Ao longo das décadas, a figura do criminoso que desafia as instituições e constrói seu próprio império tem cativado plateias ao redor do mundo, evocando tanto temor quanto admiração. A trilogia “O Poderoso Chefão” (1972-1990), de Francis Ford Coppola, talvez seja o exemplo mais emblemático dessa narrativa, acompanhando a trajetória de um líder mafioso que, além de sua extensa rede de capangas, estende sua influência a esferas inimagináveis do poder.
Com “Bogotá: Cidade dos Perdidos”, Kim Seong-je ergue sua própria versão desse arquétipo, mas sem o brilho e a sofisticação do universo concebido por Mario Puzo (1920-1999). Em vez disso, entrega uma saga densa e desiludida, ancorada na trajetória de um protagonista que ascende em um ambiente onde cada passo é um pacto com a escuridão. Unindo a pulsante energia do cinema sul-coreano à atmosfera visceral da Colômbia, Kim constrói uma narrativa robusta e imprevisível, capaz de envolver até os espectadores mais céticos.
A Coreia conviveu com um histórico de instabilidade permanente, intensificado em 1950 com o início da Guerra da Coreia, um embate que se estendeu por três anos até um armistício interromper as hostilidades sem um vencedor declarado. No entanto, a supremacia econômica e cultural da Coreia do Sul sobre sua vizinha ao norte se consolidou com o passar das décadas. Ainda assim, em 1997, o país sofreu os impactos de uma grave crise financeira, quando a volatilidade cambial levou ao empobrecimento abrupto da população.
Muitos enfrentaram o colapso com estoicismo ou dependeram de auxílios governamentais. Outros, mergulhados no desespero e na vergonha, optaram pelo suicídio. Já aqueles que buscavam um recomeço partiram para o exterior. A família de Kook-hee desembarca na capital colombiana nesse contexto, e logo percebe a dureza da nova realidade. A cena em que um motoqueiro os assalta assim que chegam ao aeroporto El Dorado, levando suas poucas economias, sintetiza essa transição brutal. A partir daí, o roteiro de Kim e Hwang Seong-gu revela como Cookie, apelido do protagonista, percebe que sobreviver exige adaptação — mesmo que isso signifique abraçar os aspectos mais sombrios desse novo mundo.

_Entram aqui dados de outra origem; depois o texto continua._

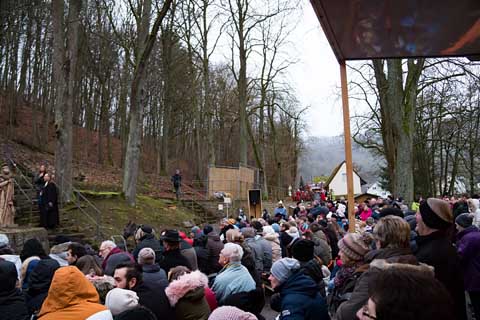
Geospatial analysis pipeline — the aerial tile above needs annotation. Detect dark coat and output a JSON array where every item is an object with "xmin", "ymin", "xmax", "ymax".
[
  {"xmin": 25, "ymin": 259, "xmax": 60, "ymax": 315},
  {"xmin": 171, "ymin": 174, "xmax": 182, "ymax": 188},
  {"xmin": 221, "ymin": 286, "xmax": 266, "ymax": 319},
  {"xmin": 336, "ymin": 248, "xmax": 417, "ymax": 320},
  {"xmin": 39, "ymin": 182, "xmax": 59, "ymax": 229},
  {"xmin": 0, "ymin": 261, "xmax": 29, "ymax": 320},
  {"xmin": 103, "ymin": 247, "xmax": 135, "ymax": 276},
  {"xmin": 271, "ymin": 270, "xmax": 329, "ymax": 320},
  {"xmin": 134, "ymin": 281, "xmax": 175, "ymax": 320},
  {"xmin": 456, "ymin": 226, "xmax": 480, "ymax": 292},
  {"xmin": 180, "ymin": 240, "xmax": 198, "ymax": 271},
  {"xmin": 132, "ymin": 234, "xmax": 162, "ymax": 263},
  {"xmin": 159, "ymin": 248, "xmax": 192, "ymax": 273},
  {"xmin": 416, "ymin": 231, "xmax": 467, "ymax": 320},
  {"xmin": 206, "ymin": 233, "xmax": 223, "ymax": 274},
  {"xmin": 194, "ymin": 245, "xmax": 209, "ymax": 275},
  {"xmin": 142, "ymin": 263, "xmax": 168, "ymax": 289}
]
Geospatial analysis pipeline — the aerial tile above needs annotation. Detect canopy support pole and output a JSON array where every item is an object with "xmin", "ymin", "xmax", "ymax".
[{"xmin": 339, "ymin": 62, "xmax": 355, "ymax": 233}]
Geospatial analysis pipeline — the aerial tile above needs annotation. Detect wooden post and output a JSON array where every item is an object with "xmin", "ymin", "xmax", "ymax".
[{"xmin": 340, "ymin": 62, "xmax": 356, "ymax": 233}]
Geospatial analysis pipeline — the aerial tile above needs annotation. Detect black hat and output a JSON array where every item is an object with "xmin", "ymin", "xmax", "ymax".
[
  {"xmin": 455, "ymin": 213, "xmax": 473, "ymax": 228},
  {"xmin": 251, "ymin": 221, "xmax": 263, "ymax": 232},
  {"xmin": 140, "ymin": 225, "xmax": 153, "ymax": 234},
  {"xmin": 203, "ymin": 225, "xmax": 213, "ymax": 235},
  {"xmin": 379, "ymin": 207, "xmax": 404, "ymax": 219},
  {"xmin": 291, "ymin": 239, "xmax": 315, "ymax": 262},
  {"xmin": 160, "ymin": 230, "xmax": 181, "ymax": 242}
]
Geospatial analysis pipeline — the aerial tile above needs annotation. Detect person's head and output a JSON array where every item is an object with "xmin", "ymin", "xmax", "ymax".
[
  {"xmin": 338, "ymin": 232, "xmax": 373, "ymax": 266},
  {"xmin": 44, "ymin": 173, "xmax": 51, "ymax": 182},
  {"xmin": 20, "ymin": 238, "xmax": 47, "ymax": 261},
  {"xmin": 39, "ymin": 164, "xmax": 46, "ymax": 173},
  {"xmin": 168, "ymin": 265, "xmax": 190, "ymax": 282},
  {"xmin": 467, "ymin": 198, "xmax": 479, "ymax": 213},
  {"xmin": 203, "ymin": 225, "xmax": 213, "ymax": 235},
  {"xmin": 291, "ymin": 239, "xmax": 315, "ymax": 263},
  {"xmin": 161, "ymin": 230, "xmax": 181, "ymax": 250},
  {"xmin": 226, "ymin": 228, "xmax": 244, "ymax": 243},
  {"xmin": 241, "ymin": 227, "xmax": 256, "ymax": 239},
  {"xmin": 373, "ymin": 216, "xmax": 411, "ymax": 249},
  {"xmin": 76, "ymin": 255, "xmax": 103, "ymax": 276},
  {"xmin": 175, "ymin": 169, "xmax": 180, "ymax": 175},
  {"xmin": 455, "ymin": 213, "xmax": 474, "ymax": 233},
  {"xmin": 208, "ymin": 306, "xmax": 257, "ymax": 320},
  {"xmin": 67, "ymin": 242, "xmax": 87, "ymax": 265},
  {"xmin": 134, "ymin": 225, "xmax": 154, "ymax": 243},
  {"xmin": 0, "ymin": 260, "xmax": 18, "ymax": 294},
  {"xmin": 99, "ymin": 240, "xmax": 117, "ymax": 259},
  {"xmin": 278, "ymin": 200, "xmax": 284, "ymax": 208},
  {"xmin": 114, "ymin": 262, "xmax": 142, "ymax": 290},
  {"xmin": 0, "ymin": 234, "xmax": 13, "ymax": 255},
  {"xmin": 219, "ymin": 243, "xmax": 243, "ymax": 266},
  {"xmin": 416, "ymin": 198, "xmax": 453, "ymax": 236},
  {"xmin": 268, "ymin": 258, "xmax": 300, "ymax": 289},
  {"xmin": 137, "ymin": 247, "xmax": 155, "ymax": 265},
  {"xmin": 357, "ymin": 263, "xmax": 454, "ymax": 320},
  {"xmin": 105, "ymin": 288, "xmax": 139, "ymax": 316}
]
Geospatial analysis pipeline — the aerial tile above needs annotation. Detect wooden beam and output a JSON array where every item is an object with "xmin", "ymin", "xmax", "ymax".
[{"xmin": 339, "ymin": 62, "xmax": 355, "ymax": 233}]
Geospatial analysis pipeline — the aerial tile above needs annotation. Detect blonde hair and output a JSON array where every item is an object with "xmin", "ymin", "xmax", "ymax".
[{"xmin": 373, "ymin": 216, "xmax": 411, "ymax": 249}]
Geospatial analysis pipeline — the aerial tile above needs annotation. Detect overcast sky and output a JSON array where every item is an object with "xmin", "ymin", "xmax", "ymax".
[{"xmin": 288, "ymin": 3, "xmax": 346, "ymax": 137}]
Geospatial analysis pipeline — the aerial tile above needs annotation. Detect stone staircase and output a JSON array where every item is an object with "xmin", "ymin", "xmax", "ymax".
[{"xmin": 180, "ymin": 199, "xmax": 224, "ymax": 225}]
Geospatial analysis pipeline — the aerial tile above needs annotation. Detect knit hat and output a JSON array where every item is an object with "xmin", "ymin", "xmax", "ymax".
[
  {"xmin": 271, "ymin": 223, "xmax": 280, "ymax": 233},
  {"xmin": 262, "ymin": 226, "xmax": 275, "ymax": 235},
  {"xmin": 208, "ymin": 306, "xmax": 257, "ymax": 320},
  {"xmin": 338, "ymin": 233, "xmax": 372, "ymax": 262},
  {"xmin": 455, "ymin": 213, "xmax": 474, "ymax": 228},
  {"xmin": 203, "ymin": 225, "xmax": 213, "ymax": 235},
  {"xmin": 105, "ymin": 288, "xmax": 139, "ymax": 316},
  {"xmin": 138, "ymin": 247, "xmax": 155, "ymax": 265},
  {"xmin": 270, "ymin": 258, "xmax": 300, "ymax": 285},
  {"xmin": 0, "ymin": 234, "xmax": 9, "ymax": 249},
  {"xmin": 379, "ymin": 207, "xmax": 404, "ymax": 219},
  {"xmin": 419, "ymin": 198, "xmax": 453, "ymax": 230},
  {"xmin": 291, "ymin": 239, "xmax": 315, "ymax": 262}
]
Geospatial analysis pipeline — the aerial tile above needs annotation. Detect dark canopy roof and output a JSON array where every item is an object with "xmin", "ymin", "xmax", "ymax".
[{"xmin": 310, "ymin": 0, "xmax": 480, "ymax": 62}]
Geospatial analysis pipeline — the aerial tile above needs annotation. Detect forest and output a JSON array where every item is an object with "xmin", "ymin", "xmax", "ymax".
[{"xmin": 0, "ymin": 0, "xmax": 304, "ymax": 205}]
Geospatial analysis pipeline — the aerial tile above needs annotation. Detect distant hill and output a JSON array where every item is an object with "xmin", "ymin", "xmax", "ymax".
[{"xmin": 298, "ymin": 135, "xmax": 383, "ymax": 185}]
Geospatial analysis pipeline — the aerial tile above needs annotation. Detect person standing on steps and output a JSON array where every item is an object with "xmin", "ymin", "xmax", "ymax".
[
  {"xmin": 39, "ymin": 173, "xmax": 59, "ymax": 230},
  {"xmin": 171, "ymin": 169, "xmax": 182, "ymax": 201},
  {"xmin": 34, "ymin": 164, "xmax": 47, "ymax": 200}
]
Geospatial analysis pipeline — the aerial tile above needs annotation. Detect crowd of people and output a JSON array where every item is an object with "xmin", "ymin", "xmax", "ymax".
[{"xmin": 0, "ymin": 194, "xmax": 479, "ymax": 320}]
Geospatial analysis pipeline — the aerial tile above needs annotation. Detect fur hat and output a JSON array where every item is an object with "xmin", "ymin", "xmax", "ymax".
[
  {"xmin": 208, "ymin": 306, "xmax": 257, "ymax": 320},
  {"xmin": 455, "ymin": 213, "xmax": 474, "ymax": 228},
  {"xmin": 138, "ymin": 248, "xmax": 155, "ymax": 265},
  {"xmin": 291, "ymin": 239, "xmax": 315, "ymax": 262},
  {"xmin": 338, "ymin": 233, "xmax": 372, "ymax": 262},
  {"xmin": 271, "ymin": 258, "xmax": 300, "ymax": 285},
  {"xmin": 105, "ymin": 288, "xmax": 139, "ymax": 316},
  {"xmin": 420, "ymin": 198, "xmax": 453, "ymax": 230}
]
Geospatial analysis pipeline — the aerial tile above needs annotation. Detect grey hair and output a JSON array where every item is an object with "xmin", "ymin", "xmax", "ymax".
[
  {"xmin": 221, "ymin": 243, "xmax": 244, "ymax": 262},
  {"xmin": 101, "ymin": 240, "xmax": 116, "ymax": 249}
]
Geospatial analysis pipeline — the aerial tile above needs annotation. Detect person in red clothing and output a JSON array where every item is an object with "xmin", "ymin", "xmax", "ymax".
[{"xmin": 99, "ymin": 240, "xmax": 134, "ymax": 276}]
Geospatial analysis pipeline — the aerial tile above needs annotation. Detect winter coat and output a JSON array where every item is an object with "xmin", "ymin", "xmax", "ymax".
[
  {"xmin": 194, "ymin": 245, "xmax": 209, "ymax": 275},
  {"xmin": 239, "ymin": 242, "xmax": 262, "ymax": 287},
  {"xmin": 133, "ymin": 281, "xmax": 175, "ymax": 320},
  {"xmin": 204, "ymin": 287, "xmax": 217, "ymax": 311},
  {"xmin": 221, "ymin": 286, "xmax": 266, "ymax": 319},
  {"xmin": 274, "ymin": 207, "xmax": 287, "ymax": 219},
  {"xmin": 264, "ymin": 233, "xmax": 282, "ymax": 263},
  {"xmin": 415, "ymin": 231, "xmax": 467, "ymax": 320},
  {"xmin": 142, "ymin": 263, "xmax": 168, "ymax": 289},
  {"xmin": 206, "ymin": 233, "xmax": 224, "ymax": 274},
  {"xmin": 310, "ymin": 230, "xmax": 332, "ymax": 265},
  {"xmin": 132, "ymin": 234, "xmax": 162, "ymax": 263},
  {"xmin": 211, "ymin": 262, "xmax": 256, "ymax": 304},
  {"xmin": 473, "ymin": 209, "xmax": 480, "ymax": 228},
  {"xmin": 271, "ymin": 270, "xmax": 329, "ymax": 320},
  {"xmin": 181, "ymin": 240, "xmax": 198, "ymax": 271},
  {"xmin": 159, "ymin": 248, "xmax": 192, "ymax": 273},
  {"xmin": 39, "ymin": 182, "xmax": 59, "ymax": 229},
  {"xmin": 279, "ymin": 232, "xmax": 294, "ymax": 258},
  {"xmin": 327, "ymin": 264, "xmax": 367, "ymax": 314},
  {"xmin": 103, "ymin": 248, "xmax": 135, "ymax": 276},
  {"xmin": 245, "ymin": 237, "xmax": 268, "ymax": 273},
  {"xmin": 0, "ymin": 260, "xmax": 29, "ymax": 320},
  {"xmin": 456, "ymin": 226, "xmax": 480, "ymax": 292},
  {"xmin": 299, "ymin": 257, "xmax": 328, "ymax": 297},
  {"xmin": 256, "ymin": 235, "xmax": 273, "ymax": 272},
  {"xmin": 38, "ymin": 266, "xmax": 112, "ymax": 320},
  {"xmin": 336, "ymin": 248, "xmax": 418, "ymax": 320},
  {"xmin": 25, "ymin": 259, "xmax": 60, "ymax": 315},
  {"xmin": 165, "ymin": 270, "xmax": 211, "ymax": 320}
]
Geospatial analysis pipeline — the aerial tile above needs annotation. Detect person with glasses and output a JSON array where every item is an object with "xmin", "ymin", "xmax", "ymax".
[
  {"xmin": 356, "ymin": 261, "xmax": 454, "ymax": 320},
  {"xmin": 336, "ymin": 216, "xmax": 417, "ymax": 320}
]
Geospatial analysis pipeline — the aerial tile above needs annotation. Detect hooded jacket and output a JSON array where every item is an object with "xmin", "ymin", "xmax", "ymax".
[
  {"xmin": 206, "ymin": 233, "xmax": 224, "ymax": 274},
  {"xmin": 0, "ymin": 260, "xmax": 29, "ymax": 320},
  {"xmin": 132, "ymin": 233, "xmax": 162, "ymax": 263},
  {"xmin": 264, "ymin": 233, "xmax": 282, "ymax": 263},
  {"xmin": 25, "ymin": 259, "xmax": 60, "ymax": 315},
  {"xmin": 456, "ymin": 226, "xmax": 480, "ymax": 292},
  {"xmin": 335, "ymin": 247, "xmax": 417, "ymax": 320},
  {"xmin": 165, "ymin": 270, "xmax": 211, "ymax": 320},
  {"xmin": 273, "ymin": 270, "xmax": 329, "ymax": 320},
  {"xmin": 38, "ymin": 266, "xmax": 112, "ymax": 320}
]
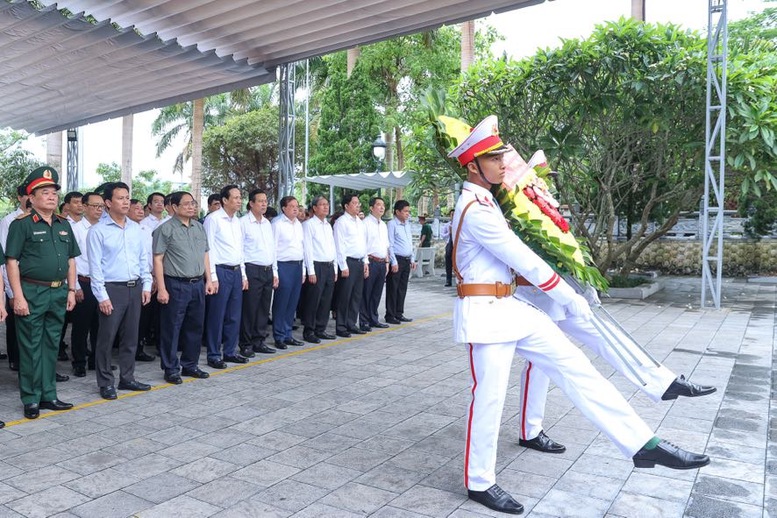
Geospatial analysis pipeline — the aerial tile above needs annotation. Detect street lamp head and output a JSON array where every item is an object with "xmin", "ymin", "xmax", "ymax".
[{"xmin": 372, "ymin": 135, "xmax": 386, "ymax": 160}]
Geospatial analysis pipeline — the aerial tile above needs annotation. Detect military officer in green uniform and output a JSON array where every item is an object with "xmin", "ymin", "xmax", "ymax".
[
  {"xmin": 5, "ymin": 166, "xmax": 78, "ymax": 419},
  {"xmin": 0, "ymin": 242, "xmax": 7, "ymax": 428}
]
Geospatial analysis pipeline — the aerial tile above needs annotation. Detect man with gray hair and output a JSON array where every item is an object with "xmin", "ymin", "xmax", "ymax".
[{"xmin": 301, "ymin": 196, "xmax": 337, "ymax": 343}]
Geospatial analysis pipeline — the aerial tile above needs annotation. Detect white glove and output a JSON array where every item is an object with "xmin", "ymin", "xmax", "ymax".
[
  {"xmin": 564, "ymin": 294, "xmax": 593, "ymax": 320},
  {"xmin": 583, "ymin": 285, "xmax": 601, "ymax": 306}
]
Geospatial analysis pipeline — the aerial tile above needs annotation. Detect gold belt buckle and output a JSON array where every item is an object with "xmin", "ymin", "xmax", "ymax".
[{"xmin": 50, "ymin": 280, "xmax": 62, "ymax": 288}]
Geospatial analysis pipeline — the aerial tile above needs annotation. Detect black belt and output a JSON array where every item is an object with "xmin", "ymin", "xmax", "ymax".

Com o tempo, Cookie torna-se um braço direito leal e temido de Sargento Park, um veterano da Guerra do Vietnã (1955-1975) que construiu um império importando mercadorias de Seul para Bogotá sem respeitar regulamentações e subornando autoridades locais. “Bogotá: Cidade dos Perdidos” então assume uma nova cadência, explorando a ascensão de Cookie e o vínculo que se desenvolve entre ele e seu mentor. Song Joong-ki e Kwon Hae-hyo entregam atuações intensas, guiando a trama por caminhos inesperados, onde lealdade e traição se entrelaçam. No desfecho, a jornada desses personagens ecoa com força, sem dever nada às grandes narrativas de ascensão e queda do crime organizado.